これにより、薄い平鋼Wfであっても、急冷されることがなくなるため、金属組織に悪影響が出るということも防止される。
【0042】
図6は、本発明に係る冷却床1の第2実施形態を示している。
この第2実施形態では、リフタ23及びスベリ傾斜部24が、それぞれ、上下方向に直線的に昇降するものとされている(その具体的構造については図示を省略したが、例えば流体圧シリンダや送りネジ機構を垂直に設ける等の機構で、十分に実現できる)。
【0043】
このような構成であるため、リフタ23及びスベリ傾斜部24の上昇度合を変化させることが当然に可能となっており、第1実施形態の場合と同様に、スベリ傾斜部24とストレートニングポケット5の第1溝2Aとの間に段落ち空間35を形成させたり、この段落ち空間35の高低差を調節したり、又は段落ち空間35を形成させなくしたり、できるものである。
【0044】
ただ、第1実施形態とは異なり、リフタ23及びスベリ傾斜部24の上昇度合を変化させても、それらの傾斜角度を変更させることはできない。
また図7は、本発明に係る冷却床1の第3実施形態を示している。
この第3実施形態では、スベリ傾斜部24は昇降せず、固定されたものとなっている。そして、その代わりに、ストレートニングポケット5の第1溝2Aを形成する溝形成ブロック37が独立形成されており、この溝形成ブロック37が、必要に応じて昇降可能なものとされている。
【0045】
また、この溝形成ブロック37の昇降は、リフタ23と同様に、上下方向に直線的に行われるものとされている。
このような構成であっても、溝形成ブロック37を下降させることにより、その上面部(ストレートニングポケット5の第1溝2A)と、その下流方向隣側の第2溝2Bとの間に段落ち空間35を形成させることができるために、上記した第2実施形態と略同様の作用効果を得ることができる。
【0046】
ところで、本発明は、上記各実施形態に限定されるものではなく、細部にわたる構成、適用機構、部材形状、部材数等は、実施の形態に応じて適宜変更可能である。

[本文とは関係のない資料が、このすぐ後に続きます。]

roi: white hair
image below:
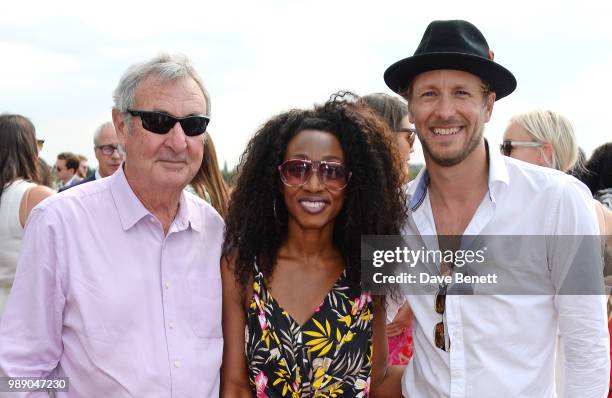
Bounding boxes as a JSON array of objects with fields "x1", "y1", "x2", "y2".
[
  {"x1": 113, "y1": 53, "x2": 210, "y2": 119},
  {"x1": 510, "y1": 110, "x2": 579, "y2": 171}
]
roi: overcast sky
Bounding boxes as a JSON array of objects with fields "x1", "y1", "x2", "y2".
[{"x1": 0, "y1": 0, "x2": 612, "y2": 167}]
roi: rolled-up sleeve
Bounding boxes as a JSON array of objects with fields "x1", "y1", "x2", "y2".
[{"x1": 0, "y1": 208, "x2": 65, "y2": 397}]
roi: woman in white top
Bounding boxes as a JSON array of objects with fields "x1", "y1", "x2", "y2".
[
  {"x1": 501, "y1": 111, "x2": 612, "y2": 396},
  {"x1": 501, "y1": 111, "x2": 612, "y2": 245},
  {"x1": 0, "y1": 114, "x2": 54, "y2": 319}
]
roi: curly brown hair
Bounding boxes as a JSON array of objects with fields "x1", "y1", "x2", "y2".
[{"x1": 223, "y1": 96, "x2": 406, "y2": 289}]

また、本発明に係る冷却床1では、条鋼として、山形鋼や平鋼を対象とすることが限定されるものではなく、その他の断面形状を有する条鋼をも対象とし得るものである。
【0047】
【発明の効果】
以上の説明で明らかなように、本発明に係る冷却床では、ストレートニングポケットに対して圧延後の条鋼を送り込むためのリフタは、条鋼を持ち上げたときの上面傾斜角度を変更できるようにしてある。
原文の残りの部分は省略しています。